Энджел оказалась более сложной задачкой, чем он представлял. Рэндольф? Одному только Богу известно, откуда взялась такая кличка. А какие еще сюрпризы его ждут впереди? Может быть, ему предстоит наряжаться генералом Паттоном? И все-таки Жук давно уже не чувствовал такой приятной расслабленности, как сейчас.
Мигало табло с новостями. Двенадцать новых сообщений. Он уже собирался нажать на кнопку «прослушать», но потом передумал. Чего бы ни хотел от него мир — все это может подождать до завтрашнего дня.
Он принял долгий горячий душ и смыл с себя грех. Было очень хорошо.
Он шел на кухню, когда зазвонил телефон. Был второй час ночи.
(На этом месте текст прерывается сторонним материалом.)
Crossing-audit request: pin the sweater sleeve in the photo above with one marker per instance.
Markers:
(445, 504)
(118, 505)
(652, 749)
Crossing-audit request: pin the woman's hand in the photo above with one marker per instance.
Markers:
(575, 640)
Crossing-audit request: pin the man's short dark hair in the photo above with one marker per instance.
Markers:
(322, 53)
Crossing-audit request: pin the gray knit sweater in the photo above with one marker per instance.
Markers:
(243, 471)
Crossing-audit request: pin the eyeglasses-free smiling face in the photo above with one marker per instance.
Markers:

Внезапно Жук ощутил болезненный укол совести. Нет, не бери трубку. Он не был уверен, что владеет искусством лжи в достаточной степени. Ему еще нужно упражняться. И хотя это низменное ремесло было ему в новинку, он понимал, что после восьми лет супружеской жизни жена обладает куда лучшим сонаром, чем любая подлодка. Один неверный гудок — дзынннь! — и ты всплывешь кверху брюхом.
Он поглядел на определитель номера. Ого! И взял трубку.
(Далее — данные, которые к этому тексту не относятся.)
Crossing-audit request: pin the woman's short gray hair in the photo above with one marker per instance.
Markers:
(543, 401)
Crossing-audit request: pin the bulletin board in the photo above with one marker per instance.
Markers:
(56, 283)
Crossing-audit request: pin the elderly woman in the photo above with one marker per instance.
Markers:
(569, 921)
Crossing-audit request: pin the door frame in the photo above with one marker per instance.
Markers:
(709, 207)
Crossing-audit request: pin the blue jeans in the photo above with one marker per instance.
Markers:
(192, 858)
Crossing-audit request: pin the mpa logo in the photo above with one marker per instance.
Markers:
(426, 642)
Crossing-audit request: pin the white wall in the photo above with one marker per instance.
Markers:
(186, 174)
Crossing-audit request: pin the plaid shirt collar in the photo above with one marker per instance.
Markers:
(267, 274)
— Рэндольф слушает, — ответил он.
— Тебе нужно срочно вернуться.
Семь раз — и ей все мало? Боже мой, эта женщина просто ненасытна.
— Детка, я еле двигаюсь. Мне нужно поспать.
— Включи телевизор. Через час жду тебя здесь. — И Энджел повесила трубку.
Жук взял пульт и включил телевизор.
Корреспондент новостной передачи о чем-то говорил, но взгляд Жука сразу устремился к надписи внизу экрана:
В КЛИВЛЕНДЕ УМЕР ДАЛАЙ-ЛАМА
Жук слышал, что корреспондент извергает целый поток слов, но не улавливал их смысла. Позади репортера виднелось здание больницы. Там собралась толпа. Люди держали в руках свечки. Корреспондент продолжал что-то трещать, но Жуку не хотелось слов. Слова его не интересовали. Он убрал звук и продолжал смотреть на экран в тишине.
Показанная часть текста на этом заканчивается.